Lo poco que queda de nosotros. IV. Novela.

La niña calva se dio vuelta en seco en la esquina de Cerrito y Avenida De Mayo.
De repente, ciertas tardes de su pasado flotaban delante suyo. Memorias visuales tan claras como las escaras que volaban su alrededor. Su padre afirmando que en el realidad no tenía nada en el cerebro. Su madre dándole la razón cuando él decía que sus ataques de ira eran el ejemplo más claro de que estaba poseída. Cuando las tomografías detectaron el tumor su familia seguía afirmando lo mismo. Por lo que tenía en la cabeza cada tanto tenía ataques de epilepsia. No la comprendían.

Delante de ella, en vez de los edificios modernistas de la avenida apareció una iglesia de estilo neogótico. Su padre la llevaba los domingos a la Feria de los Pájaros. Pero si ella se empecinaba con algún pez cuyo color le había gustado a su padre le daba por llevarla a la iglesia que estaba cerca.

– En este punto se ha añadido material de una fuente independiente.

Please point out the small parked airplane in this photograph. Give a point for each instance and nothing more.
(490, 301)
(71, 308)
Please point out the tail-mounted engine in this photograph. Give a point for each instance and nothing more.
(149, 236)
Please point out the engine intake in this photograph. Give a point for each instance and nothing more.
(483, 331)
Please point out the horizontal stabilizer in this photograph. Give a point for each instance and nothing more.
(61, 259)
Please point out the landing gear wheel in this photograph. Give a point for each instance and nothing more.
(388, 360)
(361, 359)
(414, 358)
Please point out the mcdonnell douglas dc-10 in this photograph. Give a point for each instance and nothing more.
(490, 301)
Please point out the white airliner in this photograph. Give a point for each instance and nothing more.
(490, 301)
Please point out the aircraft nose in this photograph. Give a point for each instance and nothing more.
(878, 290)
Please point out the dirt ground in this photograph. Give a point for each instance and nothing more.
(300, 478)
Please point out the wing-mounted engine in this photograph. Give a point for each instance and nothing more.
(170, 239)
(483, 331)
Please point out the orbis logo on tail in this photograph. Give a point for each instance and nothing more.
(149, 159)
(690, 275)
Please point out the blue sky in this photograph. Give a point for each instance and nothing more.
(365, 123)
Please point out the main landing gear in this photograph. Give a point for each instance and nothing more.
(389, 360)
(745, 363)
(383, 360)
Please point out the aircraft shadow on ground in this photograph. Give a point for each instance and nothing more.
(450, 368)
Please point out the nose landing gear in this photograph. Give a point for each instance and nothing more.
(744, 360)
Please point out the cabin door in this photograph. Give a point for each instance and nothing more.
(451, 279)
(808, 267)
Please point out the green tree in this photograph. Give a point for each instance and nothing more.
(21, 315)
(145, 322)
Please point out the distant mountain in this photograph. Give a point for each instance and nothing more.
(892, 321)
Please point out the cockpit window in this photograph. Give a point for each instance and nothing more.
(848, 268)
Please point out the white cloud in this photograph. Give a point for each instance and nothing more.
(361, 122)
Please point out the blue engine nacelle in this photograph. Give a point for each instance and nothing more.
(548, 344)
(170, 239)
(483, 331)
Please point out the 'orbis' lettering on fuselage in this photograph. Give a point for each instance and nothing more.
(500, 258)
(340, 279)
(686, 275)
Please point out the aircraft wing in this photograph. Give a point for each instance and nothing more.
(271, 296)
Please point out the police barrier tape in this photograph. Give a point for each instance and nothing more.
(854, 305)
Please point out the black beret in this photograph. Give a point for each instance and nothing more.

Se vio a sí misma traspasar la puerta de madera de la mano de su padre. Ella llevaba una bolsa transparente con un cabeza de león, un pez con una cresta roja llamativa. Su padre la arrastró de la mano hasta el altar dorado de la virgen y pidió a los gritos que la estatua ahuyentara el demonio del corazón de su hija. ¿Cómo podía ser que no se contentara con nada? Ni siquiera con un cabeza de león.

La niña calva, que en el recuerdo tenía pelo corto rozando la nuca, negó con la cabeza, mientras la poca humedad que retenía su cuerpo empezó a rasparle el pecho para acumularse en sus ojos y deslizarse al exterior. Una escara voló hasta pegarse en su mejilla mojada.

Se dio vuelta para apartar de su mente esas memorias.

Quedó mirando hacia Cerrito, el mural de Evita hablándole a un micrófono de metal. La calle se iba haciendo más angosta hasta bifurcarse en la autopista y Lima. La sombra del árbol gigante saludaba a los que se alejaban o entraban a la capital.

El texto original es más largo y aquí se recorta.